この図面は、司祭館1・2階平面図で、墨入れされ、縮尺は20分の1である。scale, planという単語が使われている。英単語が記されているのは、この図面のみである。平面は、1階に10畳の和室2室、2階に10畳2室、6畳1室となっている。この司祭館は、聖堂の北側に建設された建物である。 

④「門扉上部十字架詳細図」(仮称)〔15〕 

この図面は、〔13〕に描かれた門扉上部十字架と唐草文様の図の詳細図である。ラテン十字に唐草模様が施されている。縮尺は未記入だが、原寸図と思われる。 

⑤「門柱据付の図」(仮称)〔16〕 

この図は、門柱据付の図。柱と礎石には「鑿小切」と指示書きされている。図面の裏面には、門柱柱頭据付の図が描かれ、柱頭頂部と下部には「小叩キ」、中央部には「鑿小切」と指示書きがある。縮尺は原寸と見られる。図面は著しく破損している。 

⑥「献金箱の図」(仮称)〔17〕 

この図面は、箱と多弁形(五葉形)アーチが描かれた図で、玄関に置かれた献金箱の立面図と考えられる。裏面にその側面図が描かれている。両面の図は椅子の高さが一致しているので、同時に作成たものと見られる。縮尺の記入はないが、図面上で箱の下端から上端までが270mmであるので、原寸図と考えられる。豊橋ハリストス正教会によれば、この図面に該当する献金箱が以前は使われていたとのことであるので、この図面に従って献金箱が作成されたものと考えられる。また、京都ハリストス正教会聖堂には、この図面に示された献金箱と酷似した献金箱が、玄関から啓蒙所に入る入口の脇の壁に架けられて今も使われている。 

ⅲ)表題のみ記された図面 

〔巻物その4〕に整理された図面、すなわち、表題のみが記された図面は2枚ある。 

①「聖堂南側立面図」(仮称)〔18〕 

この図面は、聖堂の南側立面を描いたもので、他の図面が全て和紙に描かれているのに対して、この図面はケント紙に描かれている。縮尺は記入されていないが、図面上の寸法と聖堂外壁の寸法を比較すると55分の1程度になっている。図面と聖堂の現状を比較すると、現状に比べて啓蒙所が大きく、聖所部分は東側が狭く描かれ、外壁の仕上げも1階が漆喰仕上げの表現で現状とは異なる。聖堂軒先の形態や装飾は第参号図面と同じであるが、現状とは大きく異なる。また、玄関屋根の軒先や鐘楼の窓も現状と異なる。この図面に表現された聖堂の外観は、京都聖堂の南側立面に酷似している。 
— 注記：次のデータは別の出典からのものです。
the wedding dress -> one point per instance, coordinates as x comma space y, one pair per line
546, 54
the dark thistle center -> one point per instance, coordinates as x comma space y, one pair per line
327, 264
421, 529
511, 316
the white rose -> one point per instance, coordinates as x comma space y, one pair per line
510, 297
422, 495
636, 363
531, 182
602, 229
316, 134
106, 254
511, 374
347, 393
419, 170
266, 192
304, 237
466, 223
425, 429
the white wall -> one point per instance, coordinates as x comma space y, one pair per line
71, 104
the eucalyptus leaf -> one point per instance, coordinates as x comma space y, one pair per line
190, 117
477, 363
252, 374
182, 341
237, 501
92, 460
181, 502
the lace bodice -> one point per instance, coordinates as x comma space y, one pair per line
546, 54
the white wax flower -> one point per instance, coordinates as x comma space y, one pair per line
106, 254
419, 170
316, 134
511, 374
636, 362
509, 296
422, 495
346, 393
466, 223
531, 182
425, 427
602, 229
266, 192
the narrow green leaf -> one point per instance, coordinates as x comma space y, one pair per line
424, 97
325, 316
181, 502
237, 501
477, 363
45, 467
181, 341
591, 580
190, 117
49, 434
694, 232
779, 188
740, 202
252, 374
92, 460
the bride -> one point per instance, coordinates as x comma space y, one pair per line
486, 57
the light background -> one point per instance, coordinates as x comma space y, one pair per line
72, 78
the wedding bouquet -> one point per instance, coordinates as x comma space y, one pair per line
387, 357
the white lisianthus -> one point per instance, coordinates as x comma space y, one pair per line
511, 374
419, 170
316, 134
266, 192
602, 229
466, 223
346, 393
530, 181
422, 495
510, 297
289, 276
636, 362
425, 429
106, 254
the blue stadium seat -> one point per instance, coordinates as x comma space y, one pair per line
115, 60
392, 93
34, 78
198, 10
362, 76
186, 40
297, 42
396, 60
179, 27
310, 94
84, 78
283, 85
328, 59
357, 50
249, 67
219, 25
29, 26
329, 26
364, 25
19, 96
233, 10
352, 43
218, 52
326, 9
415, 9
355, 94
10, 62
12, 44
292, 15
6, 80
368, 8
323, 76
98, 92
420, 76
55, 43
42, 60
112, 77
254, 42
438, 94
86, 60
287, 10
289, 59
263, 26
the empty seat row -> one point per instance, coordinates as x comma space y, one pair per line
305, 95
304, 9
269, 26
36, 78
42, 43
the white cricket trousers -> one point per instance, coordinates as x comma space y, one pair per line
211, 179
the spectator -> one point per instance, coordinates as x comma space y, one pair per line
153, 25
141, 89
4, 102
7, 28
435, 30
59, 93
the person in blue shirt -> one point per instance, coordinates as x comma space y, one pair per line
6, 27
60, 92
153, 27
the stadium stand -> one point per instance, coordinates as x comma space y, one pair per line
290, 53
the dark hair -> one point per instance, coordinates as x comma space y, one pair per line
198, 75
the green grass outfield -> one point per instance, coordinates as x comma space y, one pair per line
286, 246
②「豊橋市中八町百拾五番地 豊橋ハリストス正教会構内建物平面図」〔19〕 

この図面は、20枚の図面の中で唯一の青焼き図面であり、聖堂、司祭の住宅「主管者住宅兼信徒集会所」、便所、倉庫の平面図が描かれている。主要な部分の寸法が尺寸で記入されており、図面左下に建物求積表が記されている。また、図面表題に記された住所の表示は、「豊橋市中八町百九拾五番地」である。 

3節 写真資料の概要 

すでに紹介した通り、今回の調査で図面とともに確認された写真資料(以下、写真と略す)は、基礎石を据え付けている途中の写真、上棟式の写真、成聖式の写真の3枚ある。 

(1)基礎石据付の写真(写真3-1) 

教会の日誌によれば、1913年2月2日より基礎石の据付工事が始まったとされ、2月27日に基礎成聖式をおこなって、「聖堂基礎式ノ際、東南隅ノ二段目ノ土台石ノ中ニ入レシ、記念記録写し」(注3)という記載があることから、この時点で基礎石は2段目を積んでいたことがわかる。一方、基礎石据付の写真では、基礎石は1段目を積んでいる途中である。したがって、この写真は、1913年2月2日から27日までに撮影された写真と考えられる。この時期については、再度、述べる。 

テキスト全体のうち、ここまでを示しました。